Return to India: Waking up from the great American dream

Identity can lie in the oddest things - like craving for a spicy potato bun when all you can get is a salty bagel. For generations, the Indian diaspora has battled with the idea of leaving behind a country, a home and an identity as they set off in search of the Great Indian Dream - a job in America, a house in a suburb there and a Green Card. Today, NRIs struggling to make a living in the West look towards India, wondering whether joint families are really as bad as they seem and if the cow and elephant jokes that made them so popular with their American friends are really as funny as they thought.

Shoba Narayan’s latest book, Return to India, talks about the many conundrums of the Indian diaspora, of having many houses and no place to call home. “The book is about culture and identity, it is about returning to one’s roots, understanding what is important and how you want to make it happen”, said Ms Narayan.

“My family and I gave up a comfortable life in New York to come to Bengaluru”, she says. ‘Return to India’ is a highly personal account, dealing with the many tribulations of adapting to a foreign culture and being plagued by self doubt and one’s own ways of doing things. “We came here five years ago and it took us two years to settle down and make friends, which is the most important thing when you are getting used to a new home”.

For those accustomed to the easygoing ways of an Indian household, where hospitality is a way of life and friends can come and go as they please, the cold formality of life in the West can come as a shock. “In India, relationships are rich, people knock on your door when they feel like it and time is elastic.

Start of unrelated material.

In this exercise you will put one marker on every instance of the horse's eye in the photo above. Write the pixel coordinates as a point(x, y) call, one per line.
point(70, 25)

The West was very lonely, you have to have an appointment even to see a friend”.

That geographical distance is a measure of cultural differences is a point Ms Narayan explores in her book, as she recalls her journey to America, her life there and her eventual decision to come back home. The book opens with an 18-year-old Narayan rebelling against the joint family system and the cultural constraints of growing up in India, of being bombarded with opinions and surrounded by judging eyes. “I wanted to run away from all those voices - and I did, as an undergraduate. America was wonderful for a new student. But gradually, I found my friends were not what they used to be, they just did not belong anywhere anymore”, she explained.

The initial stirrings of discomfort soon grew into disturbing pangs, as Ms Shoba and her family prepared to take a decision that would shock most Indians – to give up on the Great American Dream and come home instead.